A concise, transition metal-free four-step synthetic pathway has been developed for the synthesis of tetracyclic heterosteroidal compounds, 14-aza-12-oxasteroids, starting from readily available 2-naphthol analogues. After conversion of 2-naphthols to 2-naphthylamines by the Bucherer reaction, subsequent selective C-acetylation was achieved via the Sugasawa reaction and reduction of the acetyl group using borohydride, which resulted into the corresponding amino-alcohols. The naphthalene-based amino-alcohols underwent double dehydrations and double intramolecular cyclization with oxo-acids leading to one-pot formation of a C-N bond, a C-O bond and an amide bond in tandem, to generate two additional rings completing the steroidal framework. A series of 14-aza-12-oxasteroids were synthesized using our developed synthetic strategy in moderate yields, and the structure of one of the final products, 12a-Methyl-11-phenyl-11,12a-dihydro-1-naphtho[2,1-d]pyrrolo[2,1-b][1,3]oxazin-3(2)-one, was further confirmed by single crystal X-ray crystallography.

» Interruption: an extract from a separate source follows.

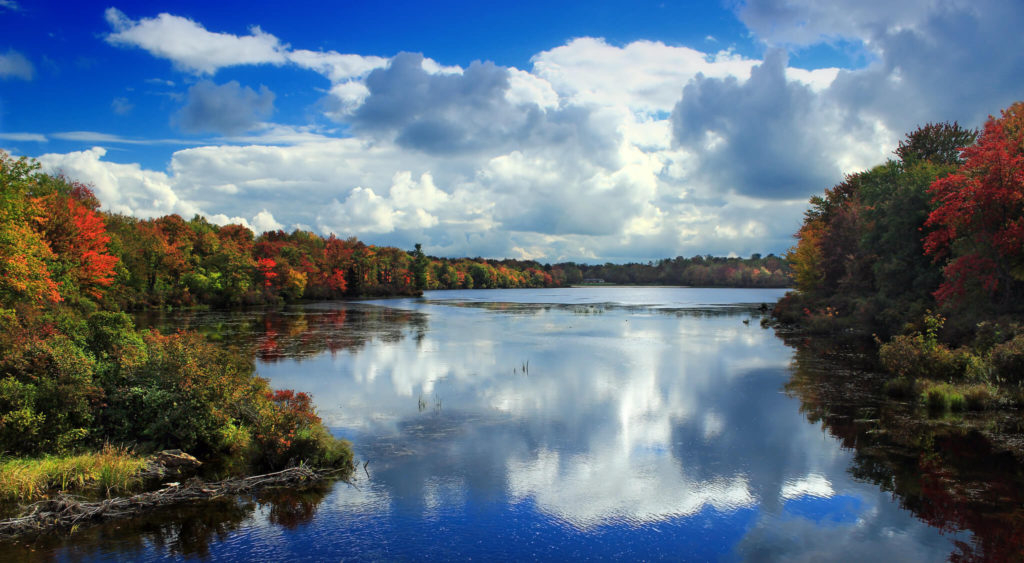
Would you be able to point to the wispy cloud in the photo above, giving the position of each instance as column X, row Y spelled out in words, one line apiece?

已开发出一种简洁的、无过渡金属的四步合成途径,用于从易得的2-萘酚类似物开始合成四环杂甾体化合物,即14-氮杂-12-氧杂甾体。通过布赫勒反应将2-萘酚转化为2-萘胺后,通过菅泽反应实现后续的选择性C-乙酰化,并使用硼氢化物还原乙酰基,得到相应的氨基醇。基于萘的氨基醇与氧代酸进行两次脱水和两次分子内环化,导致依次一锅形成C-N键、C-O键和酰胺键,生成另外两个环,从而完成甾体骨架。使用我们开发的合成策略以中等产率合成了一系列14-氮杂-12-氧杂甾体,并且通过单晶X射线晶体学进一步证实了其中一种最终产物12a-甲基-11-苯基-11,12a-二氢-1-萘并[2,1-d]吡咯并[2,1-b][1,3]恶嗪-3(2)-酮的结构。